Pendant la guerre, j’eus l’occasion d’approcher Jeanne Thomas d’une façon plus personnelle. C’était un soir, pendant l’occupation, elle avait réuni un certain nombre d’anciens résidents, dont beaucoup espéraient être de futurs résidents. Nous étions là peut-être une cinquantaine, dans ce même hall de la Fondation Nationale. Si je ne me trompe, M. Desclos était aussi présent, et nous écoutions une causerie de M. de Tarde sur « l’Enseignement de Lyautey». Je fus frappé, ce soir-là, de constater avec quelle obstination, avec quelle inlassable patience, vous vous efforciez de maintenir pendant ces tristes années l’idéal profond de la Cité. Réunir les Anciens habitant Paris n’était d’ailleurs qu’une de vos tâches parmi bien d’autres. Nombreux sont ceux qui n’ont pas oublié ce que vous fûtes pendant ces dures années ; l’aide aux anciens résidents prisonniers de guerre, le secours aux aviateurs alliés en péril et en cours d’évasion, l’activité de résistante.

La Cité redevenue libre après la guerre – non sans mal – c’est en une troisième occasion que je vous rencontrai.
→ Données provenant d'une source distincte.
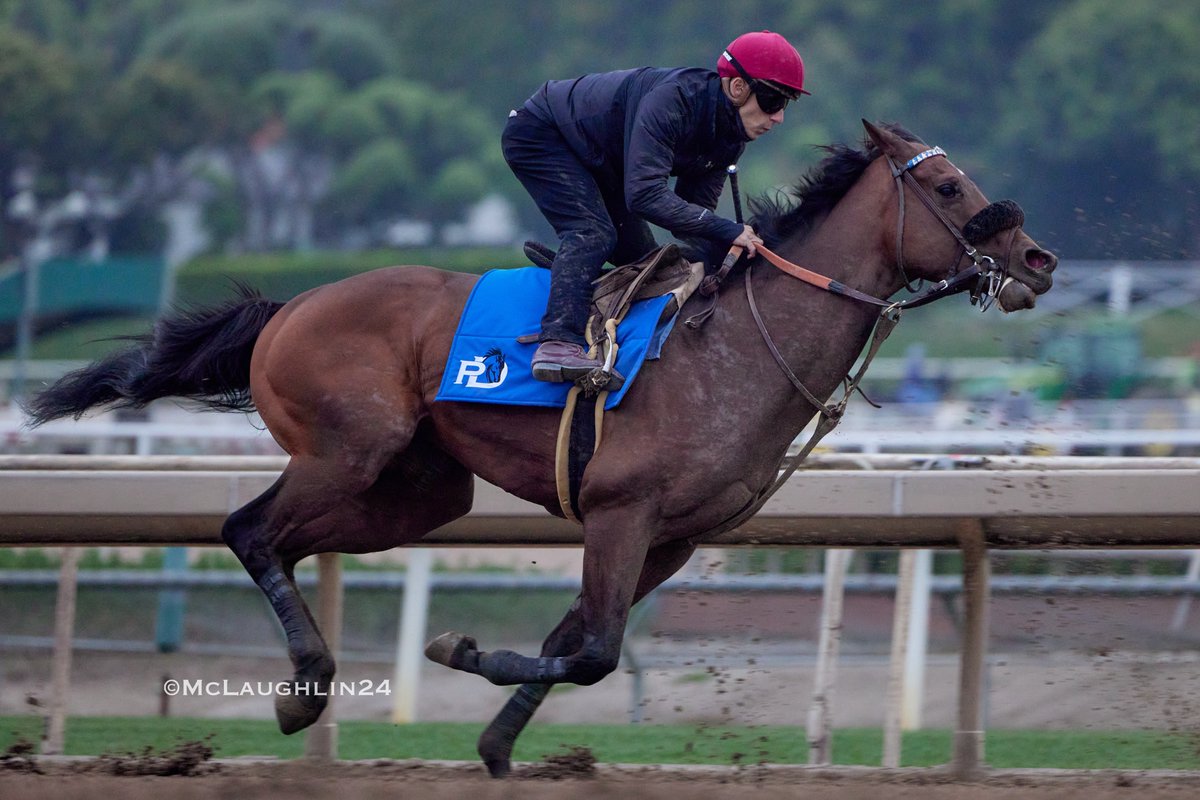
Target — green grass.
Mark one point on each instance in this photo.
(705, 744)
Par une coïncidence remarquable, plusieurs d’entre nous avions eu chacun de notre côté l’idée qu’il fallait nous regrouper de façon à ne pas laisser dépérir le capital que nous avions accumulé pendant notre séjour boulevard Jourdan. Tout naturellement, c’est vers vous que nous nous sommes tournés. Combien de soirées n’avons-nous pas passées dans votre petit appartement du Pavillon médical, à discuter, préparer, rediscuter, mettre au point les statuts, que sais-je encore ! Vous aussi aviez eu la même idée que nous, et ils sont plusieurs ici qui voulaient se regrouper : Bossin, Fontaine, Leymarie, Blanchard, j’en oublie sûrement.

Ce fut alors la naissance officielle de notre Alliance, consacrée par une mémorable Assemblée Générale et un banquet présidé conjointement par M. Honnoral et M. Dautry. A partir de ce moment, votre activité allait de plus en plus se confondre avec celle de notre association, jusqu’au jour où M. François-Poncet vous demandait de vous consacrer uniquement à cette tâche.

Ce faisant, vous continuiez tout à fait la tâche d’animatrice que le Président Honnorat vous avait confiée. […]

Repas du 19 novembre 1967, avec Madame Honnorat, Robert Garric, ...
Repas du 19 novembre 1967, avec Madame Honnorat, Robert Garric, …

Réponse de Jeanne Thomas

Votre présence ici aujourd’hui, réelle ou par la pensée, me touche profondément. Ce n’est pas, bien sûr, sans un serrement de coeur que j’arrive au terme de mon activité officielle à la Cité
Universitaire. Votre amitié m’aide à admettre que le temps du repos est venu, qu’il va falloir, au moins partiellement, se détacher de ce qui, depuis quarante années, ou peu s’en faut, a été ma principale raison d’être.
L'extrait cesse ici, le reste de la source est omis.